A couple of weeks ago, I attended my first concert ever. I had always envisioned this first experience as a crowded arena surrounded by smoke and illuminated by a spectrum of bright lights. As it was, however, my first concert was a country music spectacle at a small nightclub in downtown Boston. I had always badmouthed country music simply because it sounded whiny, and I would always get an unwanted mental picture of the stereotypical "hick"--not exactly the best reason to dislike the genre of music. I figured I would give it a chance anyway. When I walked into the nightclub, I noticed something I hadn't really expected. I was the only minority there. In South Texas, I could go anywhere and see faces as brown as mine. In that room, a sea of white and cowboy hats surrounded me.

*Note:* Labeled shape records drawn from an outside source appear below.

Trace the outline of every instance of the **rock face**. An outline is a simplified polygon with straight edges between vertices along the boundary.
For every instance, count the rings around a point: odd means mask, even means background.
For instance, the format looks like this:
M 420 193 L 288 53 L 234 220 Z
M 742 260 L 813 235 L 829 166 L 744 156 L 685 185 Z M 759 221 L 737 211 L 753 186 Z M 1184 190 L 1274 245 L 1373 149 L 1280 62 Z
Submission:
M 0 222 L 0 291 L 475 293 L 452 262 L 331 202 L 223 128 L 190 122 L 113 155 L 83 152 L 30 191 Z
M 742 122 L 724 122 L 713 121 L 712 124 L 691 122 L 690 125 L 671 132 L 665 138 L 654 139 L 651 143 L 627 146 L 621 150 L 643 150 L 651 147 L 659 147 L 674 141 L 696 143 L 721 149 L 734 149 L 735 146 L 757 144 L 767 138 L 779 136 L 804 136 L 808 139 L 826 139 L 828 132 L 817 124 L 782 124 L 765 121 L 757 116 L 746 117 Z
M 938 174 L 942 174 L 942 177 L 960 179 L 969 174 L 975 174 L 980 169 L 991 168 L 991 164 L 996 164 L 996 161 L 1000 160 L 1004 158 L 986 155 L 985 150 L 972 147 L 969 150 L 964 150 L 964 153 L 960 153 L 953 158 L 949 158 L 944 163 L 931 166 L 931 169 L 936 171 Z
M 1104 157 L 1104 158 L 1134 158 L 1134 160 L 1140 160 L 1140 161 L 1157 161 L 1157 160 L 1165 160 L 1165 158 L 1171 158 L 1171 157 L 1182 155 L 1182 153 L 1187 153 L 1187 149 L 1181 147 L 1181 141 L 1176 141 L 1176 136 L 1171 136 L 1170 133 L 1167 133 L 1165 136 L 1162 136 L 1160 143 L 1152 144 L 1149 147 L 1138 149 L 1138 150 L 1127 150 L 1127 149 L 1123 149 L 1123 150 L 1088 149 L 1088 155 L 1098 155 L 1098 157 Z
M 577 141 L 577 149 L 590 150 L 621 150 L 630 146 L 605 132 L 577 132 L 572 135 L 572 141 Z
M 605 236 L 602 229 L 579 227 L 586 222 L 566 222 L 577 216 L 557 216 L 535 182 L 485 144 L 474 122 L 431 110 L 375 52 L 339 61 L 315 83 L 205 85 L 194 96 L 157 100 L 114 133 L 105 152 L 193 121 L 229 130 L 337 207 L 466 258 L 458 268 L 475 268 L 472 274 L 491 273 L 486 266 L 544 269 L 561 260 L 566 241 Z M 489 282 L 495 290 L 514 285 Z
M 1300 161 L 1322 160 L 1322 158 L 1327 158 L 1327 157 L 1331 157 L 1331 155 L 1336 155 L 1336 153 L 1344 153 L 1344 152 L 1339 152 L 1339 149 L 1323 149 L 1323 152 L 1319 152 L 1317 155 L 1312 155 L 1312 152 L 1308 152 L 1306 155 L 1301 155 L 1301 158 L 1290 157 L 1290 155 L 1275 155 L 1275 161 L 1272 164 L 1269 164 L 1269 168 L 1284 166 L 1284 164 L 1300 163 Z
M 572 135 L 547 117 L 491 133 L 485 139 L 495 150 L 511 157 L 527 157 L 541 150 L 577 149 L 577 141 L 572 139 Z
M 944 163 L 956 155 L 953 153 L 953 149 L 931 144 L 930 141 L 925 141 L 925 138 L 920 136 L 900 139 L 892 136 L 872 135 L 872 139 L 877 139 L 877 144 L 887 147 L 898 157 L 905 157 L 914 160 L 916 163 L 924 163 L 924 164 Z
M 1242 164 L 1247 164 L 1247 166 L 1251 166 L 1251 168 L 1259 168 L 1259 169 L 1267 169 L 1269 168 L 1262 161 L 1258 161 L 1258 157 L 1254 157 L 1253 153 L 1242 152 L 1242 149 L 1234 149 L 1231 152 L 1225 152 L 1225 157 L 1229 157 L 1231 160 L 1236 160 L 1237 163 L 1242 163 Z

I didn't really feel awkward nor did I feel very much out of place. It was just a situation I had never been in. It was different. When the music started blaring, I found myself tapping to the beat of the drums and swaying from side to side. By then, I was just another listener getting his money's worth on a Friday night. I was getting a taste of something new, and it wasn't as bitter as I thought it would be. Even though I was immersed in a different culture, it wasn't as if anything was making me more like them. I wasn't becoming any less Mexican either; I was becoming more American. I felt as though they were sharing something that was distinctly theirs with me. It wasn't American because it was something different but because I made it my own, even if it was just for one night.

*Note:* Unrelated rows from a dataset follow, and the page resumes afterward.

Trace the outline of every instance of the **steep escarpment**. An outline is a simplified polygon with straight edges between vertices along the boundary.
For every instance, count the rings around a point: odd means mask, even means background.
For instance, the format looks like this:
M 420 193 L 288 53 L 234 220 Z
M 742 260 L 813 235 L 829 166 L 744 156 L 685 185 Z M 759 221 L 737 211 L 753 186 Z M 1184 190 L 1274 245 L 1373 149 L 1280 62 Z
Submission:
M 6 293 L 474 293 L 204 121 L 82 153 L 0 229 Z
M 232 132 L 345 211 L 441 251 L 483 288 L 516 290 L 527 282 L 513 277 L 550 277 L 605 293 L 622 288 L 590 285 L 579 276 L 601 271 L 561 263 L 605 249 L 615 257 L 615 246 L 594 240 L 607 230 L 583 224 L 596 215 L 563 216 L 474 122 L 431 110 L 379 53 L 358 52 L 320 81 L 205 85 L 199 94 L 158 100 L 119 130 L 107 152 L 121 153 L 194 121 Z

Not too long after that night, I found myself in the reverse situation. This time, however, I was on the other side. I attended a small Mariachi concert by some friends on my college campus. The venue was set up to recreate the feel of Mexico. The food there could have used a bit more chile , and the piñata was the smallest I had ever seen. Nevertheless, when everyone and the music were brought together, I could sense a very homey feeling. I knew who I was. I could taste it in the rice, I could hear it in the trumpets, and I could see it in the faces of my friends, my people. As I looked around and saw people who appeared new to the Mexican culture, I smiled. I remembered that night at the country music concert and what it was like to experience something new. I was proud to be sharing those moments with the non-Mexicans in the group, and I felt enlightened and blessed to have been on both sides of the situation.

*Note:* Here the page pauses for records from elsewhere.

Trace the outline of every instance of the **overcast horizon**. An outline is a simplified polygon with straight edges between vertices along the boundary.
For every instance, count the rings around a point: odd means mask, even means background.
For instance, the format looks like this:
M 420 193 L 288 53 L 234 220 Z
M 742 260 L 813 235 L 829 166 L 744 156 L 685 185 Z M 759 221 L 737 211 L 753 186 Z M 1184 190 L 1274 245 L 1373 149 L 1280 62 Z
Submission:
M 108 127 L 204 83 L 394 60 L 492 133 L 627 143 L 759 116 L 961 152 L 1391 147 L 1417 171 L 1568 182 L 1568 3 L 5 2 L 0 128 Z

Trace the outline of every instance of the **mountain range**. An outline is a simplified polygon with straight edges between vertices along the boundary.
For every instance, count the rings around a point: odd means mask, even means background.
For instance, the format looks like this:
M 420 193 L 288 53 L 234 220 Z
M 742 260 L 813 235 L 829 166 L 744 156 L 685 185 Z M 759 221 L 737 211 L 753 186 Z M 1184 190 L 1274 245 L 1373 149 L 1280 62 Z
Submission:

I had never before felt so connected to so many people. We were sharing more than just music and good times. We were imparting to each other personal memories and experiences very sacred to our beings. The man who walked out of that nightclub was not the same man who went in. At heart, I was still as Mexican as I will always be, but the experience enriched my "Americanness". I hope that the Mariachi concert had a similar effect on those non-Mexicans attending. More importantly, I hope that people realize the significance of understanding their own cultures so that they may share them with others and induce the kind of cultural awareness that I experienced. After all, it is only through self-understanding that we can even begin to understand each other. We must know who we are before we can truly become Americans. Thus I say: I am Mexican-American and in that order.